The existing RCMP public complaints commission has been repeatedly decried as a toothless body that depends on the force's voluntary co-operation for its investigations and has no power to probe whether the force is overstepping its power involving national security and organized crime.

Several reports and advocates have called for the creation of a new oversight body and the government has often stated it was awaiting the pending inquiry report on the 1985 Air India bombing.

"The creation of a new civilian independent complaints commission for the RCMP will contribute to the overall reform and modernization efforts underway at the RCMP," the budget document said.

The Mounties have been under intense public scrutiny in recent years, arising from their use of Taser stun guns, their involvement in the Maher Arar affair, and a pension scandal that rocked the upper echelons of the force, prompting a major federal review and modernization drive.

In December 2006, the judge who led the inquiry into Arar's deportation to Syria from the United States, after the RCMP passed on faulty intelligence to the Americans, recommended that the RCMP public complaints commission be revamped and given the power to review all national security activities by the RCMP.
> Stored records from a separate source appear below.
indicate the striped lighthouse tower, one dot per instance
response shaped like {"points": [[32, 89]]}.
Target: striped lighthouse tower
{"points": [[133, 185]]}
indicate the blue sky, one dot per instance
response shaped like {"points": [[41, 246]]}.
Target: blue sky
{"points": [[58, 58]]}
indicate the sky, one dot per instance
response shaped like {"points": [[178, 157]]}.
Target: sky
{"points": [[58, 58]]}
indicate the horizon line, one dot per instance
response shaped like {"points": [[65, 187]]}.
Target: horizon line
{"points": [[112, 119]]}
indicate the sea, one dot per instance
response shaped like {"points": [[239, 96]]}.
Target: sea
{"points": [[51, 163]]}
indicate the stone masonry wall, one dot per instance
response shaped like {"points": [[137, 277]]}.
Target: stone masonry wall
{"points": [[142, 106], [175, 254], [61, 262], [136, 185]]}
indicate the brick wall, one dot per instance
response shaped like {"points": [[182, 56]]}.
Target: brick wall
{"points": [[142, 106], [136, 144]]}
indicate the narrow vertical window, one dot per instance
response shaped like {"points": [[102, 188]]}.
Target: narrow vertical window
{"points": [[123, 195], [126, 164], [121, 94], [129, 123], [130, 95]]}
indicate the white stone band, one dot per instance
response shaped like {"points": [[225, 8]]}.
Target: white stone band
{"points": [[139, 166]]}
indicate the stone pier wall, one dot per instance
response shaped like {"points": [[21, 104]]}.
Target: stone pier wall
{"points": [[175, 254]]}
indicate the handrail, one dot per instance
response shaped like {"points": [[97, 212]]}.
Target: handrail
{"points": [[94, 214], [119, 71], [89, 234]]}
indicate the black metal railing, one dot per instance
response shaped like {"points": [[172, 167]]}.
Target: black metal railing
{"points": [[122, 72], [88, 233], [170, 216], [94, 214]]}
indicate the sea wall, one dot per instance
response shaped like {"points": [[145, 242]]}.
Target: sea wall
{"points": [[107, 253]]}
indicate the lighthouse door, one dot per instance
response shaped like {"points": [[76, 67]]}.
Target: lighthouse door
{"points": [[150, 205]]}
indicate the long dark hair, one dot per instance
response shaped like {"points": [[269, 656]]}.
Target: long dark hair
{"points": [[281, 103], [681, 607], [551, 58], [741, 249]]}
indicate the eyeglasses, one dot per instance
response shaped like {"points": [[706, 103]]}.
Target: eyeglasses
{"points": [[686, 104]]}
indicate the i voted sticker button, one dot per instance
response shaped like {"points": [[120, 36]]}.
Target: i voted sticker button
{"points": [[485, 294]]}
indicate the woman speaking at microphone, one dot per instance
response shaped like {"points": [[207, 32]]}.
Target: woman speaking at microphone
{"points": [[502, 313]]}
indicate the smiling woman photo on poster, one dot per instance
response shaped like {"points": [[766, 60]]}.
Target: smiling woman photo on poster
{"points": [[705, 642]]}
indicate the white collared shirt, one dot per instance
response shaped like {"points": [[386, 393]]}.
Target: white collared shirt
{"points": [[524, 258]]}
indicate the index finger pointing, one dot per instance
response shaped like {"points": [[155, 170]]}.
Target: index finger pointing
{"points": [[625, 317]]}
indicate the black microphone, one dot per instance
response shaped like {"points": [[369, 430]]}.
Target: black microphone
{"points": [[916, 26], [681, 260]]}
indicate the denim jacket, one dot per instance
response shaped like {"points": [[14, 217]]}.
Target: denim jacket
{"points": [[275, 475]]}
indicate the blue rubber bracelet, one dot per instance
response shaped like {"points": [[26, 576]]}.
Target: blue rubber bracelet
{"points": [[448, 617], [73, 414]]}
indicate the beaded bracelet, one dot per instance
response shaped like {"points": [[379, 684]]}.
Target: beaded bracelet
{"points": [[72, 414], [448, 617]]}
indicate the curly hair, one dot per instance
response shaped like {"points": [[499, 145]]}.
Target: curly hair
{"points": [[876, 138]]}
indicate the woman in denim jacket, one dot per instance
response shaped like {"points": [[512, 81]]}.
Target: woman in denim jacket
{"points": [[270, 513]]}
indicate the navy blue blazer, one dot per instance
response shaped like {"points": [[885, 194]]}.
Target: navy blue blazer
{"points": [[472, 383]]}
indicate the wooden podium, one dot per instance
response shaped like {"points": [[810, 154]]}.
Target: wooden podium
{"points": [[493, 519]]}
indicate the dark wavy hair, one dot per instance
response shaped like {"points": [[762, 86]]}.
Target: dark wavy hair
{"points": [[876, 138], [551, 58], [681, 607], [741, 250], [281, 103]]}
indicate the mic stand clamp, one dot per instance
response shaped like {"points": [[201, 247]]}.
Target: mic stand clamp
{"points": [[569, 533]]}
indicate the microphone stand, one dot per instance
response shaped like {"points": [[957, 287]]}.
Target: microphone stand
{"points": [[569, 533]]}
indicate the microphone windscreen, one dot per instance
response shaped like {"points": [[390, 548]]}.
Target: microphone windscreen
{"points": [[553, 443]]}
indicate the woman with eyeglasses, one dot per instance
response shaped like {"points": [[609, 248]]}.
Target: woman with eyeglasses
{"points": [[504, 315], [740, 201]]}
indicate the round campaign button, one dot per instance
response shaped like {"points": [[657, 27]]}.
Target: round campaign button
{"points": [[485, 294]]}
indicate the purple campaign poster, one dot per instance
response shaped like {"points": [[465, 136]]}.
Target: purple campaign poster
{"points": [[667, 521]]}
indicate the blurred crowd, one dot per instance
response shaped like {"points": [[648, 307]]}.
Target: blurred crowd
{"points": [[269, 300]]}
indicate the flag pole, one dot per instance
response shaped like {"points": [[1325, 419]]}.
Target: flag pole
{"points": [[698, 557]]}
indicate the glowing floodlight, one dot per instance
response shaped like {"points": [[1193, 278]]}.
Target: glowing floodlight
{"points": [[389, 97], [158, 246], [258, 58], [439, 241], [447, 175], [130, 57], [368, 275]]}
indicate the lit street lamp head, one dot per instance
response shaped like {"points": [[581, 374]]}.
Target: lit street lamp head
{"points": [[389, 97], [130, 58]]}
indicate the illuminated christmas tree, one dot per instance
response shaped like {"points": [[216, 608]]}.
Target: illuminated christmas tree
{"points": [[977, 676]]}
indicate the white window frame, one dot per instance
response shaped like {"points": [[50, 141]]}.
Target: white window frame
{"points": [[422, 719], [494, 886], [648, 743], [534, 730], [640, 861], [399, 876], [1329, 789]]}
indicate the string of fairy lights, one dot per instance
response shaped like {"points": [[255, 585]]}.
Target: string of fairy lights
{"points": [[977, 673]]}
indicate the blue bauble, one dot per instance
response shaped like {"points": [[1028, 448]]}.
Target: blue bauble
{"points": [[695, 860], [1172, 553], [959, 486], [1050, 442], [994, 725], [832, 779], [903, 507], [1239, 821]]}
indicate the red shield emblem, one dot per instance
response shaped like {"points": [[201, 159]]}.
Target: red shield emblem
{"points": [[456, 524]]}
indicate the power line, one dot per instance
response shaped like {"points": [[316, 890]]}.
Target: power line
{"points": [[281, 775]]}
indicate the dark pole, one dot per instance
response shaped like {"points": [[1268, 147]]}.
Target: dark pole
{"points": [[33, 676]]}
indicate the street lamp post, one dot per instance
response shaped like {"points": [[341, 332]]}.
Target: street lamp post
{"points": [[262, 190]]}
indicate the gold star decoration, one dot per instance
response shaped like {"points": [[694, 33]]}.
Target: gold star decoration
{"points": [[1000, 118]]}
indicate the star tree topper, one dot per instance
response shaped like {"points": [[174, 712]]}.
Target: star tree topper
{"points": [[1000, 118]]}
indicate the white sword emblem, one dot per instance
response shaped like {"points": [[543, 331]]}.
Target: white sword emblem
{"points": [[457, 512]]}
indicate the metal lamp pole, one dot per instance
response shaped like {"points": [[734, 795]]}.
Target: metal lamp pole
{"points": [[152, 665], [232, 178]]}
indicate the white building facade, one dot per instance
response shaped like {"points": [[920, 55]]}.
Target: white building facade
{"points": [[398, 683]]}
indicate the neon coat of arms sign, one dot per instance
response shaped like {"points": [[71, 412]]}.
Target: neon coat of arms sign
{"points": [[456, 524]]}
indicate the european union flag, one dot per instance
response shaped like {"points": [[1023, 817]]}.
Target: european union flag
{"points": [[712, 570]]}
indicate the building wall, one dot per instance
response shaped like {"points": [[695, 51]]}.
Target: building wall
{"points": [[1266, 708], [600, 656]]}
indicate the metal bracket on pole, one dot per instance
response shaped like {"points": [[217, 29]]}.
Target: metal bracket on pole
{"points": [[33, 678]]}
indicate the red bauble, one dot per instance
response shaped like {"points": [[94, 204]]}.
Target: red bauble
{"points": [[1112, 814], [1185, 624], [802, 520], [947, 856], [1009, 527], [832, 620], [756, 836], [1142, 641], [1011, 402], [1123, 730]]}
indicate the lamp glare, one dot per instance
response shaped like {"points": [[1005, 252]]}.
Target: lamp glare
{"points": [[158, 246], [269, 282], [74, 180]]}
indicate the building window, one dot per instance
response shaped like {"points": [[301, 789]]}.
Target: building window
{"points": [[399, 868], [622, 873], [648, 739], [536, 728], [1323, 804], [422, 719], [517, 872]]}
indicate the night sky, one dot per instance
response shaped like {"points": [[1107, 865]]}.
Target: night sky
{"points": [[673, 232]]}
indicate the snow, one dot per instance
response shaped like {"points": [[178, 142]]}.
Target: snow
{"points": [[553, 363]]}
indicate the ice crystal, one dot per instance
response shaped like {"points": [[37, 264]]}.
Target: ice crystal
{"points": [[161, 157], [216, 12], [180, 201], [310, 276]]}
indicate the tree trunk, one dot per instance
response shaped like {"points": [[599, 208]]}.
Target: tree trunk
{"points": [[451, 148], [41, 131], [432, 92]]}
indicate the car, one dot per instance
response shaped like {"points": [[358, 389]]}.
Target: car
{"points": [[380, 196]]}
Arar, a Syrian-Canadian, was put on a plane and sent to Damascus after being arrested during a stopover at a New York airport.

Paul Kennedy, the former head of the RCMP public complaints commission, has said that a stronger review body should have access to all RCMP files and be empowered to subpoena documents and compel people to testify.

The budget also owns the door to the possible privatization of the RCMP's Forensic Laboratories Services.